Wenn ich die Packung öffnete, stieg meine Freude ins Unermessliche. Aus einem Plastikrahmen schnitt ich die vorgestanzten Teile heraus. Die besonders filigranen Teile wie die Antenne, das zerbrechliche Fahrwerk oder die Fensterscheiben manövrierte ich in Engelsgeduld mit einer spitzen Pinzette aus dem Rahmen. Anschließend fügte ich die Teile nach einer Anleitung in stundenlanger Arbeit mit Spezialklebstoff vorsichtig zusammen. Später lackierte ich den Flieger, ich zog feine Linien und tupfte die Tarnfarben auf, unten Waldgrün, oben Himmelblau.
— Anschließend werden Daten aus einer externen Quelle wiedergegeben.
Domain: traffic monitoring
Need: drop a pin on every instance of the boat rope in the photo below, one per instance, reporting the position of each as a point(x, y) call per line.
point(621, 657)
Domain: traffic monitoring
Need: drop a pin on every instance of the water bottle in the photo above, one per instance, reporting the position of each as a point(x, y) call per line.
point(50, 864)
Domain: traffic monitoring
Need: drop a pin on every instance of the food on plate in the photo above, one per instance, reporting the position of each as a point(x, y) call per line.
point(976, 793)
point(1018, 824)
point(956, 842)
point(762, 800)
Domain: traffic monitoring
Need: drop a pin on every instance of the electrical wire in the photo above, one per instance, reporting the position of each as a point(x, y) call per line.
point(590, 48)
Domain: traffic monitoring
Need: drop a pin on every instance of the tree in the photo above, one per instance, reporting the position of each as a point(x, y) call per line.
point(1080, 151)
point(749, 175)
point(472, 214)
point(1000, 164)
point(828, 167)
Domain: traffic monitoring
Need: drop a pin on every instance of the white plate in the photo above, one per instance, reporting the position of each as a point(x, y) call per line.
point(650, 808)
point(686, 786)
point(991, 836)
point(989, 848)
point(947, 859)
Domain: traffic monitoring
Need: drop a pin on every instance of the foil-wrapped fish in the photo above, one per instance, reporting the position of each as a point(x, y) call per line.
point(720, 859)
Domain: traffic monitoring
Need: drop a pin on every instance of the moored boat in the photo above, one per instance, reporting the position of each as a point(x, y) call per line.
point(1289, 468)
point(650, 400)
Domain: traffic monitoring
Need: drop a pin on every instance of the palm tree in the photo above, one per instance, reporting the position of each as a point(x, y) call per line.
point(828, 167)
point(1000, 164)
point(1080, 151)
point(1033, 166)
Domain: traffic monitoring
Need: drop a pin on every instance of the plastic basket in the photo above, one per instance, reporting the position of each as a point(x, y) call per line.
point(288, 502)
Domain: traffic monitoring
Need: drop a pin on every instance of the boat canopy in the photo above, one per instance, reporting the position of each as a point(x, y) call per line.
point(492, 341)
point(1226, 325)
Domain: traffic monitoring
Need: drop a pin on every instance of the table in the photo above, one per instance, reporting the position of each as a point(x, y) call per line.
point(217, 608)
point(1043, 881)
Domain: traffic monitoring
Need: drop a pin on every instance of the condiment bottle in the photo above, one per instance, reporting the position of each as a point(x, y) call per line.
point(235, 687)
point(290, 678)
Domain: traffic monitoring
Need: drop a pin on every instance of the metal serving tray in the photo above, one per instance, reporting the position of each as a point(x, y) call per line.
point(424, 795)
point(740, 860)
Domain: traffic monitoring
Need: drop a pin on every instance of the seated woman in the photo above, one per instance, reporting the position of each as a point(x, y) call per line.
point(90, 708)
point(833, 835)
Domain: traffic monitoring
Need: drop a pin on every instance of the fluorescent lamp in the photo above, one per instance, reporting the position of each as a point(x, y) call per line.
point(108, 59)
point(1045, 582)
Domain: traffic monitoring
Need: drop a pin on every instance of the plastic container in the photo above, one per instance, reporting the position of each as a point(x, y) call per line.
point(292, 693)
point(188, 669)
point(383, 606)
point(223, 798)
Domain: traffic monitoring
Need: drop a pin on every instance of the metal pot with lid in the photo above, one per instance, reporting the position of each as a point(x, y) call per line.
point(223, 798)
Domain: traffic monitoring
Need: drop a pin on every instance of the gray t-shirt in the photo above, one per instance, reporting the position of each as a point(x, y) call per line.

Ich fügte die Hoheits- und Geschwaderabzeichen hinzu, bis schließlich das fertige Prachtexemplar vor mir stand.
Ich genoss das Gefühl tiefer Zufriedenheit, wenn ich wieder ein neues Flugzeug fertiggestellt hatte, »Stukas«, die Sturzkampfflugzeuge vom Typ Ju 87, Messerschmitt-Jagdflugzeuge oder auch größere Bomber. Mit meinen eigenen Händen hatte ich etwas geschafft! Das gab mir Selbstvertrauen. Mein Lieblingsflugzeug war die britische Spitfire, von der ich gleich mehrere Modelle in verschiedenen Größen hatte. Sie war für mich die Vollendung eines Flugzeugs, die geschwungenen Linien ließen das Modell so aussehen, als sei es aus einem Guss. Britisches Design at its best.
Während ich das Modell in der Hand hielt, stellte ich mir vor, selbst im Cockpit zu sitzen und in 8 000 Metern Flughöhe die wolkenlose Freiheit zu genießen. Auch die militärische Stärke zog mich an. Einmal den engen Räumen dieser Welt zu entfliehen und mich selbst mit eigener Stärke zu beweisen, das war mein großer Traum.